[Originally published in Movietone News 52, October 1976]
A well-researched case history would probably be more relevant than a conventional review in determining Crime and Passion’s just place in the annals of film. Films like this one come to us in such a clearly piecemeal condition that it’s difficult to envision them as anything but foredoomed second-feature material. A contingency-be-damned formalist might insist on trying to find a lucid and traceable progression from the opening overheads of a bright-colored sportscar careening dangerously through city traffic to the final, emotionally apt shot of a quasi-Mabusian figure literally frozen in contemplation of a distant fairy-tale castle where two lovers half-playfully, half-dolefully wait for his Death to come claim them. If such an analysis be possible, I’ll read it with gratitude. Meanwhile, Crime and Passion seems typical of off-the-wall projects that somehow ricochet out of control the moment they hit their locations on the Continent (in this case, Austria), so that, after a while, no one can quite remember when they come on set any given day just what, ultimately, they wanted their movie to do or be about, or just how the particular scene at hand was supposed to slant them toward that objective.

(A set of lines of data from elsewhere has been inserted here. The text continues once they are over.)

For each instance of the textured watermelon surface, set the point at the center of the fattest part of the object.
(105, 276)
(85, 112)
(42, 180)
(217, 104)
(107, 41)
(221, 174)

Omar Sharif plays this decidedly peculiar speculator and investment counselor whose fey eccentricity may have preceded, may have resulted from his precarious standing in the realm of global-scale wheeling and dealing. In the first few moments he seems at the end of his tether—a condition he’s curiously well-equipped to live with, even thrive on, since the worse his fortunes look, the hornier it makes him feel, and his chief lieutenant (Karen Black) is so plugged in to his particular lifestyle that she shares his enthusiasm for a lunging boff across a conference table. Somehow it’s crucial to their expectations for the future that she marry a mysterious investor (Bernhard Wicki), play the wife for six months, and hold herself available for Sharif’s arrival on scene, after which their life will be paradise on earth, or some such place. But more than six months goes by, Sharif gets caught shitfaced with his signature on a two-and-a-half-million-dollar transfer of funds to a secret Swiss bank account, and the mysterious magnate and/or the organization he’s tied in with want the money back or—perhaps even preferably—equivalent compensation in the form of Sharif’s flayed flesh.
I had lost track of motives and likely plot trajectories even before this, and decided that this was one of those times—and good times they often are—to try locating the pumping heart of authorial interest somewhere other than dead center of the ostensible narrative. Approached in this way, Crime and Passion is an agreeably peculiar picture, a kind of zonked-out St. George and the Dragon in which St. George is a certifiably incompetent zany and the maiden turns out to be half Dragon Lady herself. Once Sharif is stripped of his social function (which is incredible any way you look at it while it lasts) and turned into a klutz on the run, it’s easier to be comfortable about him, and to concentrate instead on what sort of game Black, Wicki, and various enjoyably improbable hitmen are playing with him. Ivan Passer directed the movie, which almost surely began life on somebody’s storyboard as a salably naughty and elegant comedy-thriller and evolved more interestingly, but fitfully, toward the kind of basic-bleak metaphysical whimsy one might expect from an expatriate Czech filmmaker. Even considered in light of the latter (accidentally evolved?) intention, the present film remains little more than a series of half-articulated gestures. But these gestures are richer signs of singular life than might be observed anywhere in Passer’s previous American project, Law and Disorder (I’ve never seen Born to Win), and are sufficient to renew hope that the director of the exquisite Intimate Lighting will eventually bounce back with other worthy films. Meanwhile, Crime and Passion reminds us once more that some “unfinished” movies are more intriguing than many of their conventionally realized counterparts, and will very likely linger in the mind longer than a lot of nominal top features it’s billed with.
CRIME AND PASSION
(formerly AN ACE UP MY SLEEVE)
Direction: Ivan Passer. Screenplay: Jesse Lasky Jr. and Pat Silver (and William Richert, uncredited), after a novel by James Hadley Chase. Cinematography: Denis C. Lewiston. Editing: John Jympson, Bernard Gribble.
The players: Omar Sharif, Karen Black, Joseph Bottoms, Bernhard Wicki.